Ultramar


Estoy en un lugar sin nombre. Todo es salvaje quietud a mi alrededor. El horizonte se presenta como inalcanzable y las nubes como algodón metamórfico adoptando caras que extraño ver a mi lado. Esa amenazante promesa llamada tormenta me desvela, turba mis sentidos y paraliza mis extremidades. Y la botella está vacía. Contemplo en el espejo el paso de los años, mis ojos que antes eran bellos, hoy están marcados por las ojeras, mi pelo oscuro ahora es entrecano; mi memoria, antes infalible, hoy está desafilada. Mi voz, rasposa, como mis talones al ser rozados por la sal marina. Y la botella sigue vacía. Me pregunto dónde estará mi capitán, dónde estarán mis compañeros, a qué horroroso lugar habrán llevado sus gritos y sus lamentos. Qué aguja habrá penetrado sus malgastadas venas. ¿Se acordarán de mí? ¿Recordarán la inmensidad del mar? ¿Acaso tendrán presente el miedo propio de cuando suenan los truenos y brillan los relámpagos? Quizás ahora sea otro el miedo que los inquiete.

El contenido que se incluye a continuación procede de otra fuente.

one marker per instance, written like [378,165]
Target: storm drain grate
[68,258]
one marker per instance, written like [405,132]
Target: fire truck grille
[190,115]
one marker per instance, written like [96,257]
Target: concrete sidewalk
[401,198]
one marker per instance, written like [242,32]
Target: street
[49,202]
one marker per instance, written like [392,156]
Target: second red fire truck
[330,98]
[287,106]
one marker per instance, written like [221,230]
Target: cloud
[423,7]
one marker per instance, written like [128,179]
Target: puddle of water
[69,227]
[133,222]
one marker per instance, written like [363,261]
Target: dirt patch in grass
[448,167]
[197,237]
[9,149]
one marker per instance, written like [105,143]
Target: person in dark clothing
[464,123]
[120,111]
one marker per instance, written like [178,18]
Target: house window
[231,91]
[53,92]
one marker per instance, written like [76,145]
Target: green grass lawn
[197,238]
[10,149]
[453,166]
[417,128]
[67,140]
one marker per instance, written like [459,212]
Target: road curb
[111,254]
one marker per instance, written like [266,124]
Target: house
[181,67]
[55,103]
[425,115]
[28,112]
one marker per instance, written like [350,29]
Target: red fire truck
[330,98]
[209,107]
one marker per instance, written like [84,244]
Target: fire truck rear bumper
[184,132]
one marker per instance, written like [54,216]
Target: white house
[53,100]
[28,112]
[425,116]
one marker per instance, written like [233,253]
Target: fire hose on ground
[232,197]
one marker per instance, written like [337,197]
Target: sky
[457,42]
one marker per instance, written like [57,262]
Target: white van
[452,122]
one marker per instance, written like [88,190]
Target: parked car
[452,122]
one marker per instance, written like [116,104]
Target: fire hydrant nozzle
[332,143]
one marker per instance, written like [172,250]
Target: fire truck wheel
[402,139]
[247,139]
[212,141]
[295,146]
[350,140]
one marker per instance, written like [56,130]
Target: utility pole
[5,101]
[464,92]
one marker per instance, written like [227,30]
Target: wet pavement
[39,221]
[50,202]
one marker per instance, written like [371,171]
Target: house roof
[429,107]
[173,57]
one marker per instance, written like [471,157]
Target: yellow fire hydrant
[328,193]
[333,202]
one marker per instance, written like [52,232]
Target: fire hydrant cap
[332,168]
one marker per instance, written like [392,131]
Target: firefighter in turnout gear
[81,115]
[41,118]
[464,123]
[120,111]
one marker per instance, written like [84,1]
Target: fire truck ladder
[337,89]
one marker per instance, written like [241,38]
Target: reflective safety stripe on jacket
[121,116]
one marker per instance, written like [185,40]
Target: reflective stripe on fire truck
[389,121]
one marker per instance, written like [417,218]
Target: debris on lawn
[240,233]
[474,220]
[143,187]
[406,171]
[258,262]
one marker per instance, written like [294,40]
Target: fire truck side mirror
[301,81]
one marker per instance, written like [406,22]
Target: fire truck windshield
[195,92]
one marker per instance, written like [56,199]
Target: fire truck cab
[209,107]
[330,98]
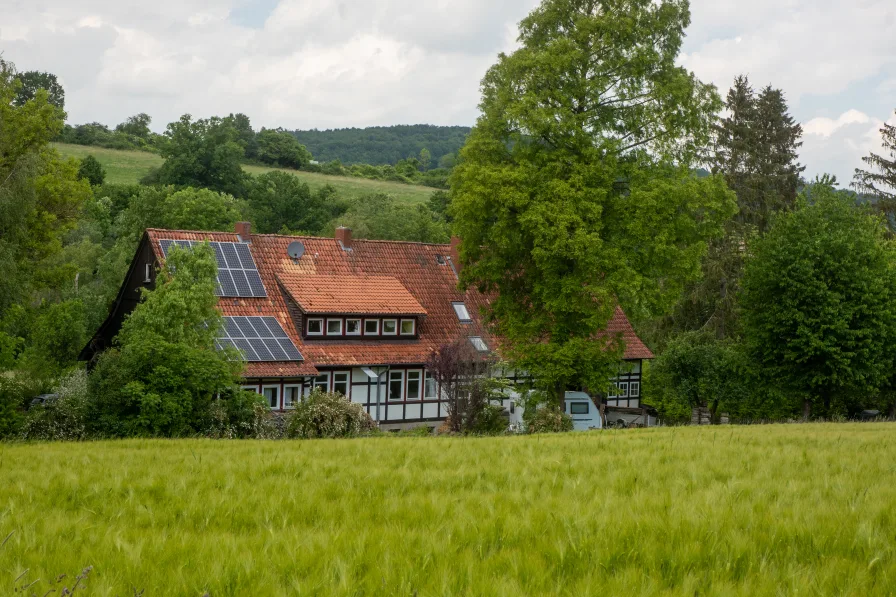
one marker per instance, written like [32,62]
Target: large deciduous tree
[819,300]
[574,191]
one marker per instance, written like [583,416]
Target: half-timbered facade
[357,317]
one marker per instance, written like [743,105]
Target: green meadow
[764,510]
[128,167]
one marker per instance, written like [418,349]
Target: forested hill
[380,145]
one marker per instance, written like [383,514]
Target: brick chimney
[244,231]
[344,236]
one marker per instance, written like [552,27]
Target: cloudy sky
[339,63]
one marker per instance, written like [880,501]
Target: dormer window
[463,315]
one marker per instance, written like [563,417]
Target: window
[578,408]
[478,343]
[314,327]
[429,387]
[334,327]
[352,327]
[371,327]
[340,383]
[291,395]
[414,385]
[462,314]
[396,381]
[272,396]
[390,327]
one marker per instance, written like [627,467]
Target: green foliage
[162,378]
[205,153]
[281,202]
[549,419]
[322,415]
[566,197]
[92,171]
[381,145]
[381,217]
[819,300]
[280,148]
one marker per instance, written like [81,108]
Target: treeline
[386,145]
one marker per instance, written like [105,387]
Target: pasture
[764,510]
[128,167]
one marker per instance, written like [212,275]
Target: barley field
[128,167]
[764,510]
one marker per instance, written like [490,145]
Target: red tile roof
[350,295]
[408,274]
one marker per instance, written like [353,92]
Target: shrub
[549,419]
[328,415]
[64,418]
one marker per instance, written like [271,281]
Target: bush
[550,419]
[64,418]
[328,415]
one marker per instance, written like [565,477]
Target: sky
[341,63]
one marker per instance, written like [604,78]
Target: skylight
[462,314]
[478,343]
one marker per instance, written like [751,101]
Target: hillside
[380,145]
[123,167]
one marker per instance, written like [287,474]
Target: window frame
[275,387]
[308,321]
[413,331]
[407,385]
[383,331]
[347,382]
[377,322]
[390,380]
[335,320]
[462,305]
[360,323]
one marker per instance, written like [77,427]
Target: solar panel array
[261,339]
[237,274]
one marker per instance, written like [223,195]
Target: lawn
[130,166]
[764,510]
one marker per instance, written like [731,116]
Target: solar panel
[261,339]
[237,274]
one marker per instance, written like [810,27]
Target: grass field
[130,166]
[800,509]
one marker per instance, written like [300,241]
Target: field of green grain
[764,510]
[130,166]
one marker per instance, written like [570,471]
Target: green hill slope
[125,167]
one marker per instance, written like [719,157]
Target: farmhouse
[359,317]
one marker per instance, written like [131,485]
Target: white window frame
[430,381]
[407,382]
[279,397]
[400,380]
[286,388]
[348,382]
[413,323]
[473,340]
[360,328]
[383,331]
[377,332]
[308,331]
[334,320]
[458,305]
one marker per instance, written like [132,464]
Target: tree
[280,148]
[819,300]
[163,374]
[879,181]
[281,202]
[31,81]
[92,171]
[574,191]
[205,154]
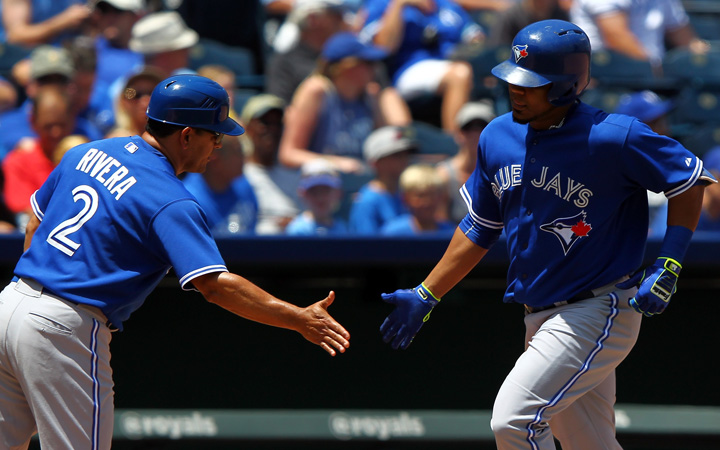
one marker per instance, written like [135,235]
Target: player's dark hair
[159,129]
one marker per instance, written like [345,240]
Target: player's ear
[185,136]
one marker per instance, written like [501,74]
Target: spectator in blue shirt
[113,21]
[223,192]
[423,191]
[320,189]
[387,150]
[421,37]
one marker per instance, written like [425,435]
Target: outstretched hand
[318,327]
[656,285]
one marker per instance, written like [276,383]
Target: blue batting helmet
[549,51]
[193,101]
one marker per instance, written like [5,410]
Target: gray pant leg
[62,357]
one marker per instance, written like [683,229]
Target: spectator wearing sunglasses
[472,118]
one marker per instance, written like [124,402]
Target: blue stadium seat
[9,55]
[699,105]
[604,97]
[687,67]
[433,140]
[238,59]
[701,138]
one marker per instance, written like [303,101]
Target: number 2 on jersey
[58,237]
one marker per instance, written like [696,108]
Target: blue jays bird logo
[520,51]
[568,230]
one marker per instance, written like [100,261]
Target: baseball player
[108,224]
[567,183]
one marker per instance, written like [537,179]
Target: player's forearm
[30,229]
[461,256]
[392,27]
[34,34]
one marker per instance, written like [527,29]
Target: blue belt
[574,299]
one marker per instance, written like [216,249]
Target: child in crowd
[422,191]
[387,150]
[320,189]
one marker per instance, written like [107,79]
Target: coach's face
[531,106]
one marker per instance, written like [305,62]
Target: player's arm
[413,306]
[616,34]
[657,283]
[240,296]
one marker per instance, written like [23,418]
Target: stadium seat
[239,60]
[701,138]
[615,69]
[433,140]
[485,85]
[697,106]
[604,97]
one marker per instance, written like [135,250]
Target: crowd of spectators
[331,144]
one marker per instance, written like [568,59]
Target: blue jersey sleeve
[659,163]
[182,232]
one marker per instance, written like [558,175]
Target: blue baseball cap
[345,45]
[645,105]
[711,159]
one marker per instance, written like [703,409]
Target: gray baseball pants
[55,375]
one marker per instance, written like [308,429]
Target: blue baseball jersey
[114,220]
[572,200]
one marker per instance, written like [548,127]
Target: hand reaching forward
[318,327]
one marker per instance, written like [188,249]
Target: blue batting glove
[412,310]
[657,284]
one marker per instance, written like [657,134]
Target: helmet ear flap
[549,51]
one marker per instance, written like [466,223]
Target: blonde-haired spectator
[320,189]
[131,104]
[422,189]
[66,144]
[336,108]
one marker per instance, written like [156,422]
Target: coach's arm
[243,298]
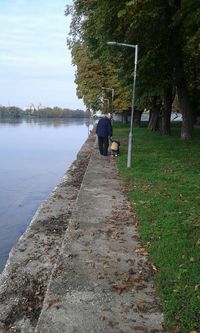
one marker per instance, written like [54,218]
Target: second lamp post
[130,137]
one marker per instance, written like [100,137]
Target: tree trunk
[187,123]
[180,80]
[165,128]
[154,115]
[137,118]
[125,117]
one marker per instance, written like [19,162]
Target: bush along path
[23,282]
[163,186]
[102,280]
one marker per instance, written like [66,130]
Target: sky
[35,63]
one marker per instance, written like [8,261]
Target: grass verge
[164,189]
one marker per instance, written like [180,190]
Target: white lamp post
[113,94]
[130,138]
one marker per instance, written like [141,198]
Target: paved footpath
[102,281]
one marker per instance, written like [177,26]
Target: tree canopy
[168,35]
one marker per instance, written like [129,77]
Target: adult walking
[104,132]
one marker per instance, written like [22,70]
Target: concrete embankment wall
[24,280]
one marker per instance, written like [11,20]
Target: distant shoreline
[44,113]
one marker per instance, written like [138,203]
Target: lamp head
[112,43]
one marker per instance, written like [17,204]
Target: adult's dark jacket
[104,127]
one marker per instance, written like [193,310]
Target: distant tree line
[56,112]
[168,35]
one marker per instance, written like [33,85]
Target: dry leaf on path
[142,251]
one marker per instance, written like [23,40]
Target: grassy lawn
[164,189]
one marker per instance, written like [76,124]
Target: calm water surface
[33,158]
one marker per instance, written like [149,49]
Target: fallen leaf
[53,301]
[192,259]
[174,330]
[141,250]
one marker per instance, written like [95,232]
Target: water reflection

A lo lejos se aproxima lo que parece un cumulo de huracanes, pero este no me traga ni me destruye, sino que me abraza, silbando mi nombre. Si tan solo pudiera leer sus intenciones mientras me eleva por el aire, si tan solo pudiera quedarme dormido y esperar a que todo termine. Pero no. En su lugar, recuerdo mi infancia, cuando fui feliz, y mi adolescencia en la que conocí este barco al cual hoy defiendo en soledad. Y aparecen mi madre, mi esposa, mi abuela y mis hermanos. Me sigo elevando, ya las nubes quedan atrás como saludándome. ¿Y mi barco? ¿Y mi capitán? ¿Y mis compañeros? Entonces muero. En paz, sonriendo, abriendo los ojos para comenzar de nuevo, con la dicha de ver que la botella no está vacía, con la inmensidad de frente de esos campos verdes llenos de quietud, con la escopeta en mi regazo y mi perro ladrando. Con el sonido de las olas bailando en mi demencia; con la voz de la enfermera pronunciado mal mi nombre, que ya no sé si es mi nombre, porque siento que, al igual que el paisaje y la cordura, ya no me pertenece.